Method for Creating Data Transfer Packets With Embedded Management Information

Description

BACKGROUND OF THE INVENTION

1. Field of the Invention

The present invention relates to digital communication systems and, more specifically, to an enhancement for multi-lane digital communications protocols.

2. Description of the Prior Art

Multi-lane digital communications systems allow computer processors to communicate with a variety of other devices in a highly flexible manner. Such systems employ a plurality of different data channels (sometimes referred to as “lanes”) that communicate with all of the devices in a network. A lane is a serial point-to-point connection that connects a “root” device to an “endpoint” device. The lanes can be configured as serial data channels, or they can be grouped together to act as parallel data busses, depending on the requirements of the specific device connected to the system.

One type of multi-lane digital communication system is referred to as “PCI Express.” PCI Express is a digital communications standard that allows expansion cards to be added to a computer system. The first generation of PCI Express allows data transfer over 32 different lanes. Each allows a data transfer rate of 250 MB per second and, thus, the total data transfer rate for all lanes is 8 GB per second (other generations will have different data transfer rates). PCI Express also includes a plurality of serial interconnects. A single hub with many pins connects a central unit (such as the mother board of a computer) to the PCI Express bus.

The PCI Express communications protocol is layered. The layers include: a transaction layer, a data link layer; and a physical layer. The physical layer is divided into a logical sublayer and an electrical sublayer. The logical sublayer is frequently further divided into a physical coding sublayer (PCS) and a media access control (MAC) sublayer.
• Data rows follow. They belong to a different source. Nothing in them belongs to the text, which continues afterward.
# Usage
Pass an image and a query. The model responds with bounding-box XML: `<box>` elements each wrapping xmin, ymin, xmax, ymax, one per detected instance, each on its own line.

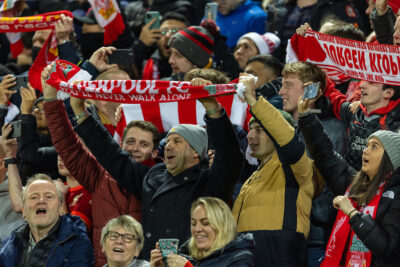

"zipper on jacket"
<box><xmin>43</xmin><ymin>234</ymin><xmax>75</xmax><ymax>267</ymax></box>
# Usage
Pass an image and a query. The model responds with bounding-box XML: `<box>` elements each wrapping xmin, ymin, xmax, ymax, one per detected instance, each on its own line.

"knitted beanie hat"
<box><xmin>236</xmin><ymin>32</ymin><xmax>281</xmax><ymax>55</ymax></box>
<box><xmin>167</xmin><ymin>124</ymin><xmax>208</xmax><ymax>160</ymax></box>
<box><xmin>168</xmin><ymin>26</ymin><xmax>214</xmax><ymax>68</ymax></box>
<box><xmin>368</xmin><ymin>130</ymin><xmax>400</xmax><ymax>170</ymax></box>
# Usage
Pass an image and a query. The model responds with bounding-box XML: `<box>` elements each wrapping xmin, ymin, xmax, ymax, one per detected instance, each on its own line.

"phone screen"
<box><xmin>303</xmin><ymin>82</ymin><xmax>320</xmax><ymax>100</ymax></box>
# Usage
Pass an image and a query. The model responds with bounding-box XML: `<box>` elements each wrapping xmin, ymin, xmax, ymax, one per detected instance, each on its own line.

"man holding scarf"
<box><xmin>55</xmin><ymin>49</ymin><xmax>243</xmax><ymax>259</ymax></box>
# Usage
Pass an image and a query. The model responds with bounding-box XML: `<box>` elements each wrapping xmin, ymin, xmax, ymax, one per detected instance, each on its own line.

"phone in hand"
<box><xmin>7</xmin><ymin>120</ymin><xmax>22</xmax><ymax>139</ymax></box>
<box><xmin>303</xmin><ymin>82</ymin><xmax>321</xmax><ymax>100</ymax></box>
<box><xmin>158</xmin><ymin>238</ymin><xmax>179</xmax><ymax>266</ymax></box>
<box><xmin>107</xmin><ymin>49</ymin><xmax>135</xmax><ymax>65</ymax></box>
<box><xmin>8</xmin><ymin>75</ymin><xmax>28</xmax><ymax>91</ymax></box>
<box><xmin>144</xmin><ymin>11</ymin><xmax>161</xmax><ymax>30</ymax></box>
<box><xmin>204</xmin><ymin>2</ymin><xmax>218</xmax><ymax>21</ymax></box>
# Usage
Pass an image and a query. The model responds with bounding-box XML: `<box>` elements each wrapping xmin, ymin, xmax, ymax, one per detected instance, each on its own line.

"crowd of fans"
<box><xmin>0</xmin><ymin>0</ymin><xmax>400</xmax><ymax>267</ymax></box>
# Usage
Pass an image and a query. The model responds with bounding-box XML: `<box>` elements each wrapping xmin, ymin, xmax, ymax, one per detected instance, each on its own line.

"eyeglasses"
<box><xmin>161</xmin><ymin>28</ymin><xmax>180</xmax><ymax>35</ymax></box>
<box><xmin>107</xmin><ymin>231</ymin><xmax>137</xmax><ymax>243</ymax></box>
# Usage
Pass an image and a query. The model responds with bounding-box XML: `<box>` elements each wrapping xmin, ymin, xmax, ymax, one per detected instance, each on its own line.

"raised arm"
<box><xmin>298</xmin><ymin>95</ymin><xmax>354</xmax><ymax>195</ymax></box>
<box><xmin>0</xmin><ymin>124</ymin><xmax>23</xmax><ymax>213</ymax></box>
<box><xmin>192</xmin><ymin>79</ymin><xmax>244</xmax><ymax>201</ymax></box>
<box><xmin>42</xmin><ymin>66</ymin><xmax>105</xmax><ymax>193</ymax></box>
<box><xmin>240</xmin><ymin>75</ymin><xmax>312</xmax><ymax>184</ymax></box>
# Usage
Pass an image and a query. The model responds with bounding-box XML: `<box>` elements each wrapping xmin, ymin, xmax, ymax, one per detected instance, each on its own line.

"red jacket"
<box><xmin>43</xmin><ymin>100</ymin><xmax>141</xmax><ymax>266</ymax></box>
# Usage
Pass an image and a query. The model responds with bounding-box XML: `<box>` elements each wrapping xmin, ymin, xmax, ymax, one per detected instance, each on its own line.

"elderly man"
<box><xmin>0</xmin><ymin>174</ymin><xmax>94</xmax><ymax>267</ymax></box>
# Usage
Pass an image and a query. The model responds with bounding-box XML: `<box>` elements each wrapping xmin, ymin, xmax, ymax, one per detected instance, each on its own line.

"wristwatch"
<box><xmin>4</xmin><ymin>158</ymin><xmax>18</xmax><ymax>168</ymax></box>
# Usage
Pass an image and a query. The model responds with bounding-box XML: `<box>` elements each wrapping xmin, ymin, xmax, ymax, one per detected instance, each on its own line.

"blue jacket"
<box><xmin>217</xmin><ymin>0</ymin><xmax>267</xmax><ymax>48</ymax></box>
<box><xmin>194</xmin><ymin>233</ymin><xmax>254</xmax><ymax>267</ymax></box>
<box><xmin>0</xmin><ymin>214</ymin><xmax>94</xmax><ymax>267</ymax></box>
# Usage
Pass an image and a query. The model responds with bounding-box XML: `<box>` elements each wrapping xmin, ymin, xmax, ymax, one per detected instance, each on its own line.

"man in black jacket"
<box><xmin>71</xmin><ymin>77</ymin><xmax>243</xmax><ymax>259</ymax></box>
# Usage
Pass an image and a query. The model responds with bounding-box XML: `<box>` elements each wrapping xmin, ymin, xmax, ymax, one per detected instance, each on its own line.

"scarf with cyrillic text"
<box><xmin>47</xmin><ymin>60</ymin><xmax>237</xmax><ymax>104</ymax></box>
<box><xmin>321</xmin><ymin>183</ymin><xmax>386</xmax><ymax>267</ymax></box>
<box><xmin>286</xmin><ymin>31</ymin><xmax>400</xmax><ymax>86</ymax></box>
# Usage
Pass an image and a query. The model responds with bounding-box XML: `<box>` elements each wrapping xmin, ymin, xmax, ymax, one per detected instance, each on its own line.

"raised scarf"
<box><xmin>286</xmin><ymin>31</ymin><xmax>400</xmax><ymax>86</ymax></box>
<box><xmin>47</xmin><ymin>60</ymin><xmax>241</xmax><ymax>104</ymax></box>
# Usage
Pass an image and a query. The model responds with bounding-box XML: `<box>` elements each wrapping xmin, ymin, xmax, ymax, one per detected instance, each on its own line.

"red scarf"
<box><xmin>286</xmin><ymin>31</ymin><xmax>400</xmax><ymax>86</ymax></box>
<box><xmin>320</xmin><ymin>183</ymin><xmax>386</xmax><ymax>267</ymax></box>
<box><xmin>89</xmin><ymin>0</ymin><xmax>125</xmax><ymax>45</ymax></box>
<box><xmin>0</xmin><ymin>10</ymin><xmax>73</xmax><ymax>90</ymax></box>
<box><xmin>47</xmin><ymin>60</ymin><xmax>237</xmax><ymax>104</ymax></box>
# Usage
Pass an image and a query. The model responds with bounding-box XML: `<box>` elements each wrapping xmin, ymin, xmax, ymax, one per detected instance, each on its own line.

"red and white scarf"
<box><xmin>47</xmin><ymin>60</ymin><xmax>241</xmax><ymax>104</ymax></box>
<box><xmin>0</xmin><ymin>10</ymin><xmax>73</xmax><ymax>90</ymax></box>
<box><xmin>286</xmin><ymin>31</ymin><xmax>400</xmax><ymax>86</ymax></box>
<box><xmin>321</xmin><ymin>183</ymin><xmax>386</xmax><ymax>267</ymax></box>
<box><xmin>47</xmin><ymin>60</ymin><xmax>250</xmax><ymax>137</ymax></box>
<box><xmin>0</xmin><ymin>0</ymin><xmax>24</xmax><ymax>58</ymax></box>
<box><xmin>89</xmin><ymin>0</ymin><xmax>125</xmax><ymax>45</ymax></box>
In the electrical sublayer, each lane includes two unidirectional low voltage differential signaling (LVDS) conductor pairs that transmit data at 2.5 gigabits per second. Transmit and receive functions use different LDVS pairs, resulting in four conductors per lane.

PCI Express sends all control messages, including interrupts, over the same links used for data. The serial protocol can never be blocked. Data transmitted on multiple-lane links is interleaved so that each successive byte is transmitted on a different lane in a process referred to as “data striping.”
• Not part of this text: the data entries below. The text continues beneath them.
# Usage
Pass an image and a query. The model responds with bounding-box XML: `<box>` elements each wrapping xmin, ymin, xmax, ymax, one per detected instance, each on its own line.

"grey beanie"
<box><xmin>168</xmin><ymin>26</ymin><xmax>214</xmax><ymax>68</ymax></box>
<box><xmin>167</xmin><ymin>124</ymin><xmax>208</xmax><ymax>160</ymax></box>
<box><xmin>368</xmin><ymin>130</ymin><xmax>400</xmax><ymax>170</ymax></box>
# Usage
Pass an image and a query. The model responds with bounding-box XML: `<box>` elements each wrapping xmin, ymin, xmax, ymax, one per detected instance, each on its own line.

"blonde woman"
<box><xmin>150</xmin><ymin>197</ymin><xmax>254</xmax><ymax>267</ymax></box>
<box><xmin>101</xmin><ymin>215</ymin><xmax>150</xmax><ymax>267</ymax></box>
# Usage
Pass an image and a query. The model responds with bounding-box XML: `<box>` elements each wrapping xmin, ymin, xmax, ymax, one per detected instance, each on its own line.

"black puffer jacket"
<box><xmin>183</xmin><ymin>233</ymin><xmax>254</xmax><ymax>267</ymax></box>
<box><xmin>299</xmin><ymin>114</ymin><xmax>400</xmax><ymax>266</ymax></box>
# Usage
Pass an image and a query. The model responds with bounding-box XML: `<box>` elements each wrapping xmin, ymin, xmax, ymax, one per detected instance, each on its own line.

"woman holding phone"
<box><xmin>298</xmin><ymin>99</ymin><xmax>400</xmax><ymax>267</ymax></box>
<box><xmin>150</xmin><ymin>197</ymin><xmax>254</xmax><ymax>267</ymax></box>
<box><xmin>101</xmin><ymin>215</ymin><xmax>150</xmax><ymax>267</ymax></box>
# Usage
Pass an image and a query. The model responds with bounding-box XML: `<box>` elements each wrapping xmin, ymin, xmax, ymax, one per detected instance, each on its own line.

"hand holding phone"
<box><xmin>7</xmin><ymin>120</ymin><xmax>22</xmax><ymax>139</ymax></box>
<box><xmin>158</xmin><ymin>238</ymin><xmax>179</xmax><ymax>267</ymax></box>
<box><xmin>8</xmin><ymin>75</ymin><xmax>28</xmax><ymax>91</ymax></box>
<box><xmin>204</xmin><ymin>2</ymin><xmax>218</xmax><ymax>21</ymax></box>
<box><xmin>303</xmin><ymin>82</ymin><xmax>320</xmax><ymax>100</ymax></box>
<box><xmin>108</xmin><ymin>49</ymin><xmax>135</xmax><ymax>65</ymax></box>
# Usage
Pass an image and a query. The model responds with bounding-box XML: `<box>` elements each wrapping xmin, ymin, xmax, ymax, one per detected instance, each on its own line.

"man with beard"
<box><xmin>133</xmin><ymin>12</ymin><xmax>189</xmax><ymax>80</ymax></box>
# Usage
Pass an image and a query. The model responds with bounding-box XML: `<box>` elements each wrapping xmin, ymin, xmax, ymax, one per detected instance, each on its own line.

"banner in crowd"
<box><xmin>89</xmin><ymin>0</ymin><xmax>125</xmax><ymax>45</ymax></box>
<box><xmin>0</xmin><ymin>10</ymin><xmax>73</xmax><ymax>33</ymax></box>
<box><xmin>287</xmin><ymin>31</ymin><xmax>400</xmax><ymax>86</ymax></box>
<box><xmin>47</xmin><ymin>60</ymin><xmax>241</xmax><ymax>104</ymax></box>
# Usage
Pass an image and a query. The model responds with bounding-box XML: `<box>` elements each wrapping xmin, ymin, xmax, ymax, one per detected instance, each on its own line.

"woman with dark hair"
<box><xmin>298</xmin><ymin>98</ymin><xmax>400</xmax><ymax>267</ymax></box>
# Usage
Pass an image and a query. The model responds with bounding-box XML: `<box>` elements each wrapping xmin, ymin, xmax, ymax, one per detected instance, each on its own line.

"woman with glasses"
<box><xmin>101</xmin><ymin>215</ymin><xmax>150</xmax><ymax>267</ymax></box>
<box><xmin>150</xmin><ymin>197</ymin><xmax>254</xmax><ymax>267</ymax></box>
The data link layer (DLL) sequences transaction layer packets (TLPs) that are generated by the transaction layer. The DLL also provides data protection via a 32-bit cyclic redundancy check code (referred to as “LCRC”) and an acknowledgement protocol. When a TLP passes an LCRC check and a sequence number check, an acknowledgement (ACK) is returned. When a TLP fails the LCRC check, a negative acknowledgement (NAK) is sent. TLPs that result in a NAK, or timeouts that occur while waiting for an ACK, result in the TLPs being replayed from a buffer in the transmit data path of the DLL. ACK and NAK signals are communicated via a low-level packet known as a data link layer packet, or DLLP. DLLPs are also used to communicate flow control information between the transaction layers of two connected devices, as well as some power management functions.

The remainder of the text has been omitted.